Como despir-se desses valores demanda tempo, a duração do curso de formação de policiais militares serve apenas para o jovem aprender todos os preceitos militares, reconhecendo seus superiores e a eles ser obrigados a demonstrar todos os sinais de respeito, mesmo que a recírpoca na maioria das vezes não seja verdadeira. Vale ressaltar que isso se dá em um ambiente hostil e de pouca comunicação entre os oficiais, comandantes, e os praças, executores das ordens e que vão lidar diretamente, depois de formados, com a população nas ruas.

Assim, todo sentimento de cidadania, democracia, igualdade, direito, garantia serão somente palavras do vocabulário para o jovem policial e não serão aproveitadas ou gazadas durante seu tempo de caserna. Em razão disso, o jovem policial recém formado na academia irá para as ruas tratar o cidadão do mesmo jeito que foi tratado na escola de formação, dentro do quartel e na péssima relação diária entre comandantes e subordinados, sempre dificultada pelos primeiros lastreada nas falaciosas hierarquia e disciplina.

População não confia na PM

Uma pesquisa recente feita por uma revista nacional mostra que 70,7% da população brasileira não confia ou confia pouco na PM. Em relação à atuação da PM, veja a opinião de 2.270 entrevistados:

* 55,4% acreditam que, no geral, a polícia é incompetente
* 63,2% afirmam que ela não respeita os direitos do cidadão
* 66,5% dizem que a policia é desrespeiosa nas abordagens
* 65,3% definem a polícia como preconceituosa

O resultado da pesquisa mostra que não são as críticas que maculam o nome da PM, mas o aprendizado, as péssimas relações internas e o modelo de se formar um policial estão enviezados e fora da realidade democrática, fazendo com o policial das ruas trate o cidadão da mesma forma que é tratado dentro dos quartéis pelos superiores, uma vez que o policial vê o cidadão como um subordinado que lhe deve respeito. Da mesma forma que o oficial não respeita o praça e os seus direitos, o policial não vai respeitar o civil ou os seus direitos nas abordagens nas ruas. Como garantir algo a outrem se não se tem essa garantia?

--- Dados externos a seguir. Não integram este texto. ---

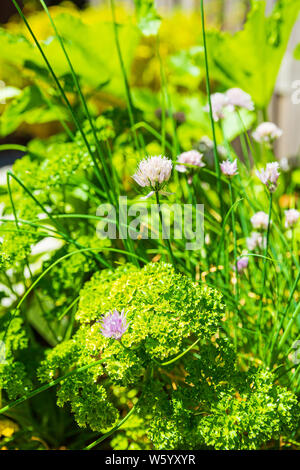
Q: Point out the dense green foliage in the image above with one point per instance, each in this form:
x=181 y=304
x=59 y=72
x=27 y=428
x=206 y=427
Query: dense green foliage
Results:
x=207 y=361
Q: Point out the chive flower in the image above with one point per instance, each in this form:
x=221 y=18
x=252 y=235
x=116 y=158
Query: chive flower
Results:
x=267 y=132
x=153 y=172
x=229 y=168
x=114 y=325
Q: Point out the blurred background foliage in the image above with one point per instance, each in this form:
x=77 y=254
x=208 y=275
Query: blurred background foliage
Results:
x=33 y=105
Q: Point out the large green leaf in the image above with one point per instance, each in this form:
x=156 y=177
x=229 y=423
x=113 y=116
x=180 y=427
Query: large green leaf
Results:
x=30 y=107
x=91 y=49
x=250 y=59
x=148 y=19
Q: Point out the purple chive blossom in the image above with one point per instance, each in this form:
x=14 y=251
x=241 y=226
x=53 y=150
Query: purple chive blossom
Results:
x=238 y=98
x=229 y=168
x=260 y=220
x=269 y=175
x=153 y=172
x=291 y=217
x=242 y=263
x=267 y=132
x=114 y=325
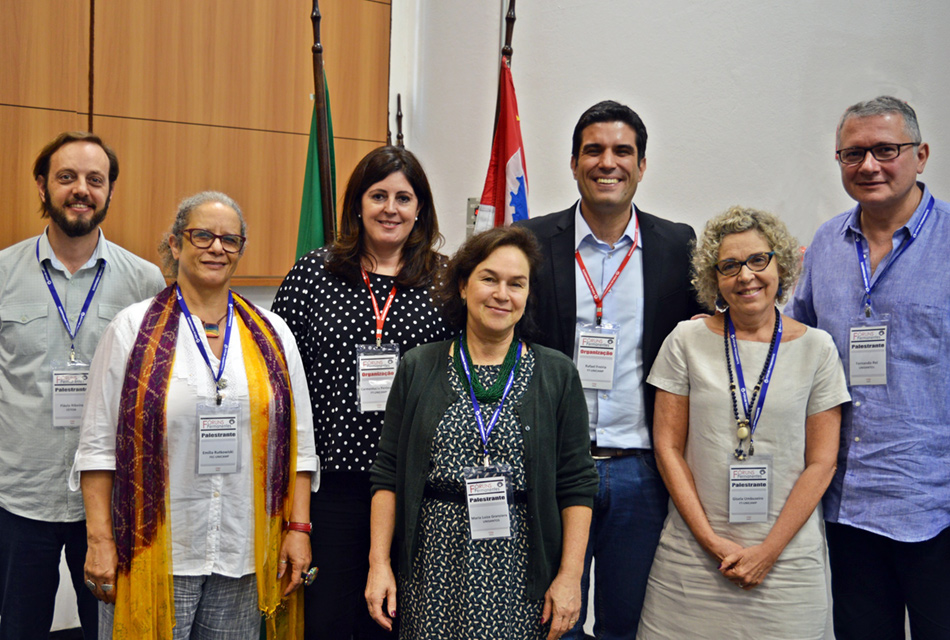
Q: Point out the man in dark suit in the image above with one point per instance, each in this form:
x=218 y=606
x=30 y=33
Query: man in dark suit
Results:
x=615 y=282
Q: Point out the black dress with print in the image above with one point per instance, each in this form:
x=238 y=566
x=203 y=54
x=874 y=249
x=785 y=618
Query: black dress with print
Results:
x=462 y=588
x=329 y=316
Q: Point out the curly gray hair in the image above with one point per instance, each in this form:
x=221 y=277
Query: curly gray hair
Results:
x=736 y=220
x=185 y=207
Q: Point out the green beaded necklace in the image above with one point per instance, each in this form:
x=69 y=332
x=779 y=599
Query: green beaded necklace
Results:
x=494 y=392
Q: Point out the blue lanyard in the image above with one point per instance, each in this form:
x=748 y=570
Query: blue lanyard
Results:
x=740 y=380
x=218 y=383
x=866 y=269
x=482 y=431
x=59 y=304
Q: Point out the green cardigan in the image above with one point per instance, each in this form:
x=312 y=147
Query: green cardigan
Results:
x=559 y=471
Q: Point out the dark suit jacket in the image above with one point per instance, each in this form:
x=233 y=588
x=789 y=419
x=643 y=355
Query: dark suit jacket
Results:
x=668 y=296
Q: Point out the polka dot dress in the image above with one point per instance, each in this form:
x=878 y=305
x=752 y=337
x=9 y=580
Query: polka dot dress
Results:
x=462 y=588
x=329 y=316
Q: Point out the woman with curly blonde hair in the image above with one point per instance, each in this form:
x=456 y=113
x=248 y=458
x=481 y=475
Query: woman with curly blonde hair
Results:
x=748 y=410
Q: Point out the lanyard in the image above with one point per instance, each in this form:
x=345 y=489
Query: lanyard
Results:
x=380 y=318
x=740 y=380
x=599 y=298
x=218 y=382
x=865 y=268
x=482 y=430
x=59 y=304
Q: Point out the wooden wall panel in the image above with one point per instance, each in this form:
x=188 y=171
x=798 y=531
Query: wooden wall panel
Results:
x=165 y=162
x=44 y=49
x=194 y=95
x=356 y=35
x=25 y=131
x=242 y=64
x=234 y=64
x=262 y=170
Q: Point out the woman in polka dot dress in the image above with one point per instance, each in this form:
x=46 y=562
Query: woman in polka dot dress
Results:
x=354 y=308
x=484 y=478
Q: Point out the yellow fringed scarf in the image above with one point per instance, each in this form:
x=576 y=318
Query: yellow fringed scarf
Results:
x=144 y=585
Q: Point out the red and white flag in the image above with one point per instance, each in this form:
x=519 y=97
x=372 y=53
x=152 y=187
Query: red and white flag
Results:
x=505 y=197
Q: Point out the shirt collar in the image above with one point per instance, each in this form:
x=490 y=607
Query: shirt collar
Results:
x=853 y=221
x=583 y=233
x=46 y=252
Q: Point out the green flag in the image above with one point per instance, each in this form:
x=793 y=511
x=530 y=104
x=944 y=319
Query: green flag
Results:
x=310 y=232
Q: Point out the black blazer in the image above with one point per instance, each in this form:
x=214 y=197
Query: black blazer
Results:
x=668 y=296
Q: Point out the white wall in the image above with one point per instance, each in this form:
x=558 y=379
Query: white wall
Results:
x=740 y=98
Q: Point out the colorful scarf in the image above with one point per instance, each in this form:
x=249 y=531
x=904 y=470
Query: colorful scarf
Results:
x=144 y=595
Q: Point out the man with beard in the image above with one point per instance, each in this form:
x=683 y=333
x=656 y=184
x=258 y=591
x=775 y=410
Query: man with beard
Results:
x=58 y=292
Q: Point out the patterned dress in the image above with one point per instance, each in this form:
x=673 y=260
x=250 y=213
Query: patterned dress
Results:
x=462 y=588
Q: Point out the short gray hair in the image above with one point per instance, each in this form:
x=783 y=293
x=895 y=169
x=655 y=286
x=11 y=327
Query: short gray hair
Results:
x=736 y=220
x=879 y=106
x=185 y=207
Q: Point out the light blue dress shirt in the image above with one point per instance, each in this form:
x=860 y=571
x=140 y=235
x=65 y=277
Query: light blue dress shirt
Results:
x=617 y=416
x=35 y=457
x=893 y=476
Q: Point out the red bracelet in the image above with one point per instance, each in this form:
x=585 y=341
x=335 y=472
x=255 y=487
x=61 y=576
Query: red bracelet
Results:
x=304 y=527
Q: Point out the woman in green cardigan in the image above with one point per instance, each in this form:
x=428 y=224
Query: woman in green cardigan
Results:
x=483 y=484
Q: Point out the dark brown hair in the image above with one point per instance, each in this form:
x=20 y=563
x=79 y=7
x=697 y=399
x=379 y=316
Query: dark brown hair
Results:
x=420 y=260
x=41 y=164
x=476 y=250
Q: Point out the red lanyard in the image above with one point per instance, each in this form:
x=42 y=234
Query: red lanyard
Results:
x=380 y=319
x=599 y=299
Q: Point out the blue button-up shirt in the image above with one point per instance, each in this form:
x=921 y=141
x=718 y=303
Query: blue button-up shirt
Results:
x=617 y=416
x=893 y=474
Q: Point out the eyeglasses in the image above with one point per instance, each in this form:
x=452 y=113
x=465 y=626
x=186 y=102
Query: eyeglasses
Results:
x=755 y=262
x=203 y=239
x=881 y=152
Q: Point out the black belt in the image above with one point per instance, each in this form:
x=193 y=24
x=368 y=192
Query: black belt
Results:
x=454 y=496
x=610 y=452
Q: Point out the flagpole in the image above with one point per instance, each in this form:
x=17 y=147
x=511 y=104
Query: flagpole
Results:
x=323 y=135
x=506 y=50
x=399 y=137
x=509 y=27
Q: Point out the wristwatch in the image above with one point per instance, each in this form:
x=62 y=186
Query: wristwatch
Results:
x=304 y=527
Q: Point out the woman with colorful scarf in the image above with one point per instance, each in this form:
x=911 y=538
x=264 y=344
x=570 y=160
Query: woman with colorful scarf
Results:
x=484 y=478
x=196 y=452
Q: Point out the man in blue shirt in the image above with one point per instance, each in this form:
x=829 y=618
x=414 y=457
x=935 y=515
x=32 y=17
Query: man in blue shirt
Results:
x=615 y=282
x=876 y=279
x=58 y=291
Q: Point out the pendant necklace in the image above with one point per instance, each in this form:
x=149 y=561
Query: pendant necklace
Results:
x=752 y=407
x=213 y=329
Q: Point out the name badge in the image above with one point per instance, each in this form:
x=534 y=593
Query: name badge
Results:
x=219 y=443
x=376 y=368
x=69 y=393
x=487 y=491
x=595 y=355
x=867 y=351
x=750 y=490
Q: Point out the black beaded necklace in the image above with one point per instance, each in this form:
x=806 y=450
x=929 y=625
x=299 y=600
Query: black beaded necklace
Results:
x=494 y=392
x=743 y=428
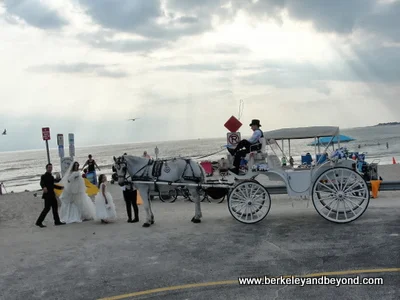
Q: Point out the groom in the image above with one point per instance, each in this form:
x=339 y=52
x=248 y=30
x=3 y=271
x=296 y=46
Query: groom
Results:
x=130 y=197
x=50 y=200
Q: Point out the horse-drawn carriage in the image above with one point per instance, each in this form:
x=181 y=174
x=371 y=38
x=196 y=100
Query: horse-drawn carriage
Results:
x=339 y=193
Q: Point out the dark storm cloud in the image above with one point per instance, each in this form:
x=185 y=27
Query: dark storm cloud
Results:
x=198 y=67
x=35 y=13
x=384 y=22
x=107 y=41
x=141 y=17
x=98 y=69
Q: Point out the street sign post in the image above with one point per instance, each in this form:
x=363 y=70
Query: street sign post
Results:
x=46 y=138
x=71 y=140
x=60 y=143
x=233 y=138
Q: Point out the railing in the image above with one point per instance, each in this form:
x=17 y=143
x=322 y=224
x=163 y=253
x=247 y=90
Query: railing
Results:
x=385 y=186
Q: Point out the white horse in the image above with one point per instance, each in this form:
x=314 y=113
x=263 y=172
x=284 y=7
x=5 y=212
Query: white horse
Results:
x=177 y=170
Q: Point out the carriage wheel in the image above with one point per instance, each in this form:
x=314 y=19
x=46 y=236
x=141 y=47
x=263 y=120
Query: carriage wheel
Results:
x=340 y=195
x=249 y=202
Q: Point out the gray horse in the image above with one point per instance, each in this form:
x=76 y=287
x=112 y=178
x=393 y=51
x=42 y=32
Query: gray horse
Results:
x=177 y=170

Policiais querem a desmilitarização das PMs

Em outra recente pesquisa feita pelo Programa das Naçoes Unidas para o Desenvolvimento - PNUD -, mais da metade dos 64.130 policiais querem a desmilitarização das Polícias Militares. Alegam eles que a hierarquia rígida, humilhações e desrespeito são os maiores entraves a integração polícia e povo.

Para 60% dos ouvidos, a vinculação da PM ao Exército é inadequada. O índice salta para 65,6% dos entrevistados quando o assunto se refere a injustiças e desrespeito causados pela hierarquia, ao responderem a questão se sua insituição é injusta e desrespeitosa. Os que mais se incomadam com isso (73,3%) são os de carreira mais baixa (praças).

Em comparação, justamente os que os que mais reclamam das políciais militares são as pessoas mais pobres da população, ou seja, os cidadãos das áreas menos nobres das cidades, cujas consequências chegam inclusive à morte das pessoas. Há ou não há algo errado nesse modelo militarizado?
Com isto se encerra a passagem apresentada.